One or more members of a class may sue or be sued as representative parties on behalf of all only if (1) the class is so numerous that joinder of all members is impracticable, (2) there are questions of law or fact common to the class, (3) the claims or defenses of the representative parties are typical of the claims or defenses of the class, and (4) the representative parties fairly and adequately protect the interests of the class.

Fed.R.Civ.P. 23(a). In determining the lead plaintiff, the third and fourth prong are the most crucial. In re Telxon Corp. Secs. Litig., 67 F.Supp.2d 803, 808 n. 10 (N.D.Ohio 1999)

. The Court is certainly aware that arguing alternative positions does not preclude it from choosing from one of several options presented. In this matter, however, the combination of the Dewlow group's insistence that the "original” class is not adequately represented and Marsh's apparent echoing of that sentiment leads the Court to conclude that the Rule 23 considerations are not sufficiently resolved to move forward.

. “Modern plaintiff class actions follow the same goals, permitting litigation of a suit involving common questions when there are too many plaintiffs for proper joinder. Class actions also may permit the plaintiffs to pool claims which would be uneconomical to litigate individually.” Phillips Petroleum Co. v. Shutts, 472 U.S. 797, 809, 105 S.Ct. 2965, 86 L.Ed.2d 628 (1985).
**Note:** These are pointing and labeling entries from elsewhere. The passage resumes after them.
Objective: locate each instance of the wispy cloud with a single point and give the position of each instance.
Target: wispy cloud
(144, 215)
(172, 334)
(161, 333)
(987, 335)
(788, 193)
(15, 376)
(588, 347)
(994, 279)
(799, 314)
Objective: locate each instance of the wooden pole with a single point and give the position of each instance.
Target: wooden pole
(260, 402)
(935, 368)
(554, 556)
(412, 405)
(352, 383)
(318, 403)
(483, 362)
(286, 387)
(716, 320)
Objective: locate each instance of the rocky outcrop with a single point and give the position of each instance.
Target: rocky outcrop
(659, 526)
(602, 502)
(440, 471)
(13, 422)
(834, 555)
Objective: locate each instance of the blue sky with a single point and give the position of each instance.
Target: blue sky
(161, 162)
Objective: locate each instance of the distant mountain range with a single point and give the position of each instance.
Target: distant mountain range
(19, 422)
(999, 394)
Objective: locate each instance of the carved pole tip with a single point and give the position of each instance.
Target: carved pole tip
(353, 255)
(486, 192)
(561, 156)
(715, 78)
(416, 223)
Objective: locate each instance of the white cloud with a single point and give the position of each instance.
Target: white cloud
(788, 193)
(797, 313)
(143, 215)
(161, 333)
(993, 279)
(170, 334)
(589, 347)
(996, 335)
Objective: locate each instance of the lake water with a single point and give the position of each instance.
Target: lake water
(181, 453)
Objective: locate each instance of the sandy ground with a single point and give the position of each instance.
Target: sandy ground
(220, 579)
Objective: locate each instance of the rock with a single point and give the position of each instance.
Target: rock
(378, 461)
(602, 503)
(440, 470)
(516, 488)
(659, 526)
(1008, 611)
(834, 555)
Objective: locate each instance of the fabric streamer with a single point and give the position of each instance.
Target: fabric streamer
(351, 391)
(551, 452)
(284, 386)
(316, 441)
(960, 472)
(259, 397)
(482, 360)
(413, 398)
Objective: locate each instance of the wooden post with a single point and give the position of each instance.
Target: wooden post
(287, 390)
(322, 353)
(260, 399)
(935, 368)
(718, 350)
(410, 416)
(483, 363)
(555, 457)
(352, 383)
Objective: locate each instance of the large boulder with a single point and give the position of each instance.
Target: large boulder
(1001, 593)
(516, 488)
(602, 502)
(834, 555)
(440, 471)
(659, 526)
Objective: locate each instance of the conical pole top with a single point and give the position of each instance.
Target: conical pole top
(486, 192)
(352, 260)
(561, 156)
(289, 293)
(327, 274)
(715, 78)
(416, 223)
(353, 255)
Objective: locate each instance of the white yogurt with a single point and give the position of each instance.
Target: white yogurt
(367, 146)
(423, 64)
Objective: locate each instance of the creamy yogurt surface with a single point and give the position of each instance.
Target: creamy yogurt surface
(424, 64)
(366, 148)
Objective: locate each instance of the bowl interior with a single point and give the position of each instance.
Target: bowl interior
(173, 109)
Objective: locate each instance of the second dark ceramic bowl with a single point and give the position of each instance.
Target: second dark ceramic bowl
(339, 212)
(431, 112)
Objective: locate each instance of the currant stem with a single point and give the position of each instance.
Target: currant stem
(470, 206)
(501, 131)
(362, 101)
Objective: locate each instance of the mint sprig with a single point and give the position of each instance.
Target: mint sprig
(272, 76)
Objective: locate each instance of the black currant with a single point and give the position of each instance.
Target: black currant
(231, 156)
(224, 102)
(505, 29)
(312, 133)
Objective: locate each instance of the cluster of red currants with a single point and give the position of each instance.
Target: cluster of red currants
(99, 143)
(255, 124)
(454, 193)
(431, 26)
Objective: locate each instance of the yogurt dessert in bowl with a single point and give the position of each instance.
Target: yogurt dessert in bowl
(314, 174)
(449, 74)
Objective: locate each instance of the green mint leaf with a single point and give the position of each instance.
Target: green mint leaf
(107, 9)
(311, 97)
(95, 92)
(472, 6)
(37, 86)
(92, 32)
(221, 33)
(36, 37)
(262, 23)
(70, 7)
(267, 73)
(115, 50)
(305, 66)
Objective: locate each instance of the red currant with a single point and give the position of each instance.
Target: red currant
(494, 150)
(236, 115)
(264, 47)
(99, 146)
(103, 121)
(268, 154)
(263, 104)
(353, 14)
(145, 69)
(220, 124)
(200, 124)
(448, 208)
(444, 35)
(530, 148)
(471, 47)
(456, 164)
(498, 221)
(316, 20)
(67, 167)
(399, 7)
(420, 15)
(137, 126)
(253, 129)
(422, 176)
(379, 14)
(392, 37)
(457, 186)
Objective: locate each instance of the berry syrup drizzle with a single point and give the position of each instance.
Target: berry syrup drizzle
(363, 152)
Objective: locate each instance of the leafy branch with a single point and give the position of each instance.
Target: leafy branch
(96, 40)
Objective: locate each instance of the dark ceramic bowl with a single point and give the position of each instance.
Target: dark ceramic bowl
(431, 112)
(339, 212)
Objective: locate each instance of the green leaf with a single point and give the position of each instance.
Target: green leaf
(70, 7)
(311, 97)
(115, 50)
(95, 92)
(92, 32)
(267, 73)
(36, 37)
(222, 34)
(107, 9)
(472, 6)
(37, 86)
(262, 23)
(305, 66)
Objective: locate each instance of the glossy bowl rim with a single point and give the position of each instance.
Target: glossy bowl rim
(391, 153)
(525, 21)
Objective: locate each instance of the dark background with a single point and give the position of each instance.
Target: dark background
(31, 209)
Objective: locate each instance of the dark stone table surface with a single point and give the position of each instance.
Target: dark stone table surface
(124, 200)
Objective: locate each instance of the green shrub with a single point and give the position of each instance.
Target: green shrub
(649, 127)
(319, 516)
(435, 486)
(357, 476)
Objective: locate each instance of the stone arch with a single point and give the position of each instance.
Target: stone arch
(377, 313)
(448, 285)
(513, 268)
. See, e.g., Sakhrani v. Brightpoint, Inc., 78 F.Supp.2d 845, 853 (S.D.Ind.1999) ("This court agrees that selecting as 'lead plaintiff a large group of investors who have the largest aggregate losses but who have nothing in common with one another heyond their investment is not an appropriate interpretation of the term 'group’ in the PSLRA.”); Aronson v. McKesson HBOC, Inc., 79 F.Supp.2d 1146, 1154 (N.D.Cal.1999) ("the lead plaintiff must be an individual person or entity, or at most, a close-knit ‘group of persons’ ”); In re Donnkenny, 171 F.R.D. at 157-58 (rejecting proposal that two unrelated institutional investors and four individual investors he appointed as lead plaintiffs).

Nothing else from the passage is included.